When children are given the oral vaccine, they excrete the vaccine-virus for a period of six to eight weeks. As the virus is excreted, it replicates in the environment, and through this replication can be genetically mutated into a stronger form that can cause paralysis. These altered viruses are called circulating vaccine-derived polioviruses (cVDPV). If a population is seriously under-immunised, there are enough susceptible children to keep these viruses circulating via contaminated water and food in the community for a long time.
The three types of wild polioviruses are reflected in the three types of vaccine viruses. The strain of cVDPV then, reflects the type of vaccine-virus that has mutated. The two Ukraine children were infected by cVDPV Type 1, which is very rare; the only other country that has reported cases of this type since 2010 is Madagascar. The most common strain of cVDPV is Type 2; there were 55 cases in 2014 but just two so far this year. The last case of cVDPV Type 3 was in Yemen in 2013.
Ukraine’s vaccination schedule is “in transition”, which means children are given both the oral and injectable vaccines. The two children who were paralysed by cVDPV were inadequately immunised by either vaccine, so both their gut and bloodstream were infected, followed by their nervous system. Guinea provides only oral vaccines, so the paralysed Guinean child diagnosed in Mali had probably received fewer than the recommended minimum of four doses.
So, why don’t we stop using the oral vaccine? First, it stops transmission of the wild poliovirus because it ensures immunity in the gut. Therefore, a fully vaccinated child who is exposed to the wild virus will not excrete it and pass it onto another child.
On the other hand, the injectable vaccine prevents paralysis in fully vaccinated children. But it doesn’t prevent the virus from infecting the gut and then being transmitted to other children.

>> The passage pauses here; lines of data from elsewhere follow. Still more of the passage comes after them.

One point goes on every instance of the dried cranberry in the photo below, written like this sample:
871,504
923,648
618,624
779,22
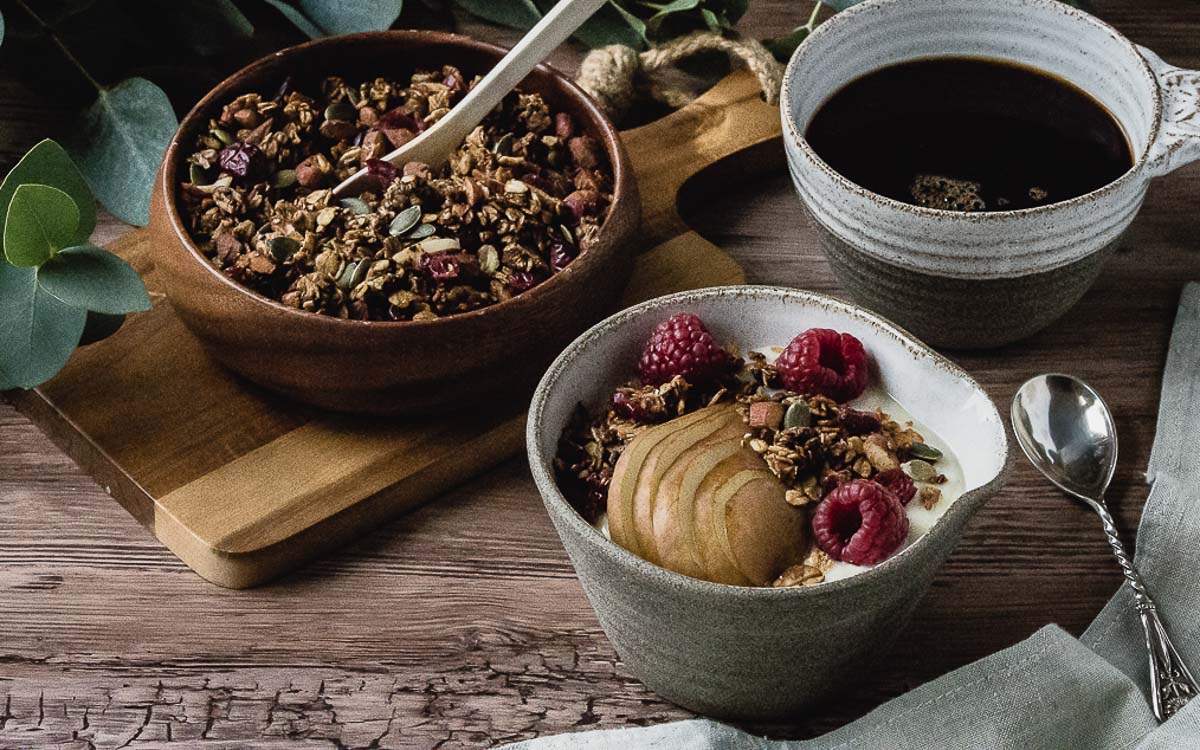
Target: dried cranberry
382,171
582,202
521,281
243,161
561,255
399,119
445,265
857,421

This was demonstrated during a “silent” outbreak of wild polio virus in Israel in 2013. The virus was detected in hundreds of sewage samples in a large number of locations. Luckily, the outbreak produced no cases of paralytic polio, because 95% of Israeli children are fully immunised with the injectable vaccine. This is then a great example of how a country can ensure none of its children are paralysed by polio, even if the virus is transmitted to the area.
The outbreaks in the Ukraine and Mali are a timely reminder that all countries in the world need to maintain high polio immunisation rates. In an era when people travel with their children to all corners of the world, both the wild virus and the vaccine-virus can readily be imported and can infect and paralyse those children who are not protected, including the 8% of Australian children who are not fully immunised.